[[ FRAGMENTOs DAQUELa MÚSICa Do ROBERTo]]
O batalhão de baratas cruzou meu corpo como se ali eu não estivesse. Marchavam rítmica e freneticamente entoando alguma forma de mantra sussurrado e levavam pequenas seringas presas a seus corpos translúcidos.
Ergui um pouco o corpo a modo de não assustá-las. Depois de saltarem da cama, meteram-se em uma das frestas da parede – confesso que nesse instante ainda sentia muito sono e dor-de-cabeça, mas, mesmo assim, movido mais por certo instinto de roubo do que pela curiosidade, improvisei asas e antenas com papel-crepom que mantinha guardado para determinadas emergências, e fui-me atrás delas.
Era a primeira vez que eu entrava nas paredes - não que pouco eu conhecesse, pois já tinha estado misturado a armários, torradeiras e circuitos de tv-à-cabo, mas, por acaso, nunca no interior de paredes.

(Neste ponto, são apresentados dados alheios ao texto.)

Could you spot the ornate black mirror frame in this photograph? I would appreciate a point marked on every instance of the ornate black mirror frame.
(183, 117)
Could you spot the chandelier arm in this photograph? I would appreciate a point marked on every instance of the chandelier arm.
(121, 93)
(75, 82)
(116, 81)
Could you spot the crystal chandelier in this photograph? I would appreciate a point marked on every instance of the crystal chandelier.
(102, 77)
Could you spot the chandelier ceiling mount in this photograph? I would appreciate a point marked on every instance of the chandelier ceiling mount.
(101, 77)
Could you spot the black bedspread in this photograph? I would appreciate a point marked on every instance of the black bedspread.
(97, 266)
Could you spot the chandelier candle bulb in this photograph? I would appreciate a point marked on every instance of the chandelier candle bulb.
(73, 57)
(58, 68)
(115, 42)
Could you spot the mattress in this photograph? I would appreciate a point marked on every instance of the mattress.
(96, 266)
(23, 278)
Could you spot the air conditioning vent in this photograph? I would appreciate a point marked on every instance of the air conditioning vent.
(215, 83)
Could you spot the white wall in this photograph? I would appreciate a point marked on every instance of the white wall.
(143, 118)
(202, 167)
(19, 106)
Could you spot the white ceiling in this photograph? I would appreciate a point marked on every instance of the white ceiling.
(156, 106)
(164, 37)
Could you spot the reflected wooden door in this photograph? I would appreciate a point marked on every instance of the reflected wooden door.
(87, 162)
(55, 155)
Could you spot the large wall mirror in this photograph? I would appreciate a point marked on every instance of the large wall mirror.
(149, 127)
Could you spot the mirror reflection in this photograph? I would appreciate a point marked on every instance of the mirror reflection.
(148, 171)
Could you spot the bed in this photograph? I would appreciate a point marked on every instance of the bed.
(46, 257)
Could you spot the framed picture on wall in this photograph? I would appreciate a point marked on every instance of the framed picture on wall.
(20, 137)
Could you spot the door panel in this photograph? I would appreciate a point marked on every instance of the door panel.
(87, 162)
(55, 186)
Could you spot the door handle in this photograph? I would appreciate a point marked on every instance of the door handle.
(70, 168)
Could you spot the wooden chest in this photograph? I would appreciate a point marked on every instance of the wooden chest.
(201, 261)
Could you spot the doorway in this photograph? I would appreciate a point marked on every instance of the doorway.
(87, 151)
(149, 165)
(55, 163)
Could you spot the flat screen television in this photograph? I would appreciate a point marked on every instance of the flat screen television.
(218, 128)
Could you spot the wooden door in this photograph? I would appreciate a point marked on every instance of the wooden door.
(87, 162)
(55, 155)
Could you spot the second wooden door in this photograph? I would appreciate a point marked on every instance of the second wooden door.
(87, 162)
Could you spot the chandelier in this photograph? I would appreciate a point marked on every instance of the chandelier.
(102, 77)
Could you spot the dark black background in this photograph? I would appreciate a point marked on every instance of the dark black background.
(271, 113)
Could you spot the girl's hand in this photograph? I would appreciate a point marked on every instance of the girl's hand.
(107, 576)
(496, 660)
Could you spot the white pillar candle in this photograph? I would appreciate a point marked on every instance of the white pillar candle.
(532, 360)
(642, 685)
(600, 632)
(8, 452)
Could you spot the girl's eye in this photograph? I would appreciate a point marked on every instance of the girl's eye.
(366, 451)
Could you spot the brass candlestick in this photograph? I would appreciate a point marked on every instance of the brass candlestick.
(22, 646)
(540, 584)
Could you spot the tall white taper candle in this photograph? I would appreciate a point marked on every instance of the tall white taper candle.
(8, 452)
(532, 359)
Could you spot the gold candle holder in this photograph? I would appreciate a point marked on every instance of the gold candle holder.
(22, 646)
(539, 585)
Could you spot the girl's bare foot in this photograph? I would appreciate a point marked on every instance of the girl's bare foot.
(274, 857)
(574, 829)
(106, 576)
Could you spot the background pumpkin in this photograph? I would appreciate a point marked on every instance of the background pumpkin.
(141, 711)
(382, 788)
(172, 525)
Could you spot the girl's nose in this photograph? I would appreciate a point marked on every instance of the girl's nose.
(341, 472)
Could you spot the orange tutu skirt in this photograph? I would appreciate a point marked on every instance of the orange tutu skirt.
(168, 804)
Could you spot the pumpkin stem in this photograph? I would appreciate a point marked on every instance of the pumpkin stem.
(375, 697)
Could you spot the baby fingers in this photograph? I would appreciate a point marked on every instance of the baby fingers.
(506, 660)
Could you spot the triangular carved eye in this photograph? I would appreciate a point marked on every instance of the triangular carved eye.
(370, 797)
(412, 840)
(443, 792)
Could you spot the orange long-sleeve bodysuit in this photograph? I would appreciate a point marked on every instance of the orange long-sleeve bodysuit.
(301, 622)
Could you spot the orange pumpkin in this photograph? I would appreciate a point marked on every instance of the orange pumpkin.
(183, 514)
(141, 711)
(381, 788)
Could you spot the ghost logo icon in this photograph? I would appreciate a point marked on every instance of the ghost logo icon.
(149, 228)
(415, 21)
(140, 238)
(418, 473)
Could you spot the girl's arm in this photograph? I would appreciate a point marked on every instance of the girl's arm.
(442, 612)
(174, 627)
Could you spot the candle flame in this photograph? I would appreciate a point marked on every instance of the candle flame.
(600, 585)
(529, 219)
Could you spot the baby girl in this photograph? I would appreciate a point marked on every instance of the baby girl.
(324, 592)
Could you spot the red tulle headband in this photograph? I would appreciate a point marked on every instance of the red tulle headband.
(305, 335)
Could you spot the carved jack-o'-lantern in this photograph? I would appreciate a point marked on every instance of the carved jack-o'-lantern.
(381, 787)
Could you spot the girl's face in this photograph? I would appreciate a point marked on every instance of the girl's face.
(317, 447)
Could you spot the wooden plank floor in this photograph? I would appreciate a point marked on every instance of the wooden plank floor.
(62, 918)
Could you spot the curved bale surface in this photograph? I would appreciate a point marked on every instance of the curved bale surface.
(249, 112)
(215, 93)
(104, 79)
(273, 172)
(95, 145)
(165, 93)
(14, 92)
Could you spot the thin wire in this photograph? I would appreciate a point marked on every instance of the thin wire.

Era frio, lá. Um ambiente escuro e viscoso, onde milhares de insetos desciam e subiam por estreitos corredores. Quando batalhões de diferentes espécies se cruzavam, eles cumprimentavam-se com reverências demasiado formais, e só então percebi que todos eles traziam pequenas suásticas tatuadas nas costas de suas patas.
Todos os caminhos levavam à um mesmo poço, e todos os insetos se dirigiram para lá. Circundaram o espaço negro que parecia não ter um fim e, subitamente, desferiram um silêncio agudo e voraz ao nosso redor, até que o homem surgiu à nossa frente.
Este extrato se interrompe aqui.